Não podemos deixar de dizer aqui que vidas poderiam ter sido preservadas e a destruição provocada pelas chuvas poderia ser muito, mas muito diminuída, se não fosse uma série de problemas visíveis desde antes de a tragédia acontecer. A começar pelo atraso da Defesa Civil do RS em executar uma política de prevenção e se antecipar ao resgate dos moradores residentes das zonas de risco. Há dias era anunciado que um ciclone extratropical passaria com enorme intensidade na costa e traria intensas chuvas e ventos para a região. A resposta foi lenta e muito aquém do necessário para salvar vidas e evitar a maior parte da destruição do pouco patrimônio restante dessa população.

Em entrevista coletiva concedida na Prefeitura de São Leopoldo no sábado, dia 17, o Ministro da Integração Nacional, Waldez Góes, informa que o reduzido quadro de funcionários da Defesa Civil nos três entes federativos – Federal, Estadual e Municipal – prejudica bastante a qualidade da resposta e a deixa bastante dependente do envolvimento de outras forças, como os bombeiros e o Exército, para realizar operações de resgate e prevenção, havendo ainda a dificuldade de coordenação conjunta dessas operações. Podemos desde já afirmar que há a precarização do serviço público prestado pela Defesa Civil, que sofre com um reduzido quadro de funcionários e com um orçamento abaixo do necessário para cumprir suas funções e lidar com uma tragédia dessas. A comitiva enviada pelo Presidente Lula, o governador do estado Eduardo Leite (PSDB) e o Prefeito de São Leopoldo Ary Vanazzi (PT) usavam coletes da Defesa Civil durante a coletiva de imprensa, o que, embora simbólico e com boas intenções, não apaga o fato de a política institucional não garantir o pleno funcionamento de órgãos como a Defesa Civil.
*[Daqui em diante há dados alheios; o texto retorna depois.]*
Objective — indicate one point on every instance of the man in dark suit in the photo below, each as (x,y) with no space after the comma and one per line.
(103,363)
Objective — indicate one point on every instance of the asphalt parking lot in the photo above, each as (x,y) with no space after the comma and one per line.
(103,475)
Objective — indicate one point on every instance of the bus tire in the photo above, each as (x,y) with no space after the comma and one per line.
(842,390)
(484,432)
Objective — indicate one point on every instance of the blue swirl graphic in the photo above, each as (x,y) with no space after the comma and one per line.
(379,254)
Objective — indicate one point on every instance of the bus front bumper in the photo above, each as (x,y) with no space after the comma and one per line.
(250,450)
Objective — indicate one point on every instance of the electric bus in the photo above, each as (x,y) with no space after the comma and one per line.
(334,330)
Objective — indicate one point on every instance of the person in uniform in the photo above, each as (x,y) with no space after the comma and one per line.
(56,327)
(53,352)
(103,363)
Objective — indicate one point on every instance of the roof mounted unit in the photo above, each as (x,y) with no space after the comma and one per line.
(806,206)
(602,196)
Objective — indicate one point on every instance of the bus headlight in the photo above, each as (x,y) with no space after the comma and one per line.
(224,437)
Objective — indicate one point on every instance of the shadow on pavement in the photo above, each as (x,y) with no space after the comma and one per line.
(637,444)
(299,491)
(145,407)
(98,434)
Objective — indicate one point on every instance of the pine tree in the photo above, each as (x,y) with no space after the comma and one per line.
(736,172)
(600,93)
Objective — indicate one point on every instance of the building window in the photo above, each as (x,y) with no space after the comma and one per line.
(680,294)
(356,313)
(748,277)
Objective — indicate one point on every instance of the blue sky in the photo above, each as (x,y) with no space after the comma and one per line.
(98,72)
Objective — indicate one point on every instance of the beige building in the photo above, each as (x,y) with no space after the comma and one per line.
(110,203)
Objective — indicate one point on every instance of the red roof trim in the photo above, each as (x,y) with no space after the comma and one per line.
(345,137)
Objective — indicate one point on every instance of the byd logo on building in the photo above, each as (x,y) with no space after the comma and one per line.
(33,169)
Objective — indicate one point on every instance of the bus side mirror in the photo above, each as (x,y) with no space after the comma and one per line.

De boas intenções o caminho das enchentes continua pavimentado e bem alagado.

Outro ponto é a sobrecarga das casas de bomba operadas pela SEMAE em São Leopoldo e pela Corsan Vale Dos Sinos: além de não possuírem independência energética, não contam com geradores e equipamentos que garantam seu funcionamento em caso de falta de energia. As cidades do Vale dos Sinos são atendidas pela companhia privatizada de energia RGE, que recentemente promoveu um aumento na cobrança das tarifas de luz. Essa briga para garantir uma melhor estrutura para a casa das bombas (reivindicação antiga, diga-se de passagem), envolve desde a proposital precarização dos serviços públicos (os trabalhadores da Corsan estão numa encarniçada luta contra a privatização) até a indisposição de empresas privatizadas de realizar investimentos em infraestrutura de qualidade, o que gera somente o benefício direto para a população da região, e não agrada seus acionistas, interessados em lucros cada vez maiores e aos políticos sedentos por obras a serem apadrinhadas somente por eles e que lhes garantam o cargo nas próximas eleições. Logo, é a velha mesquinhez de nossa classe política que muito bem defende os interesses dos empresários e que deixa moradores de Sapucaia do Sul, Esteio e Canoas, por exemplo, debaixo d’água, que condena a UPA de Sapiranga a ficar alagada e retirar às pressas pacientes em leitos e mesmo lugares não alagados a ficarem sem abastecimento de água, por falta do retorno da energia necessária para colocar as casas de bomba em funcionamento. São as companhias privadas fugindo de sua responsabilidade em entregar um serviço de qualidade para a população, atingindo muito mais a nossa classe trabalhadora e oprimida.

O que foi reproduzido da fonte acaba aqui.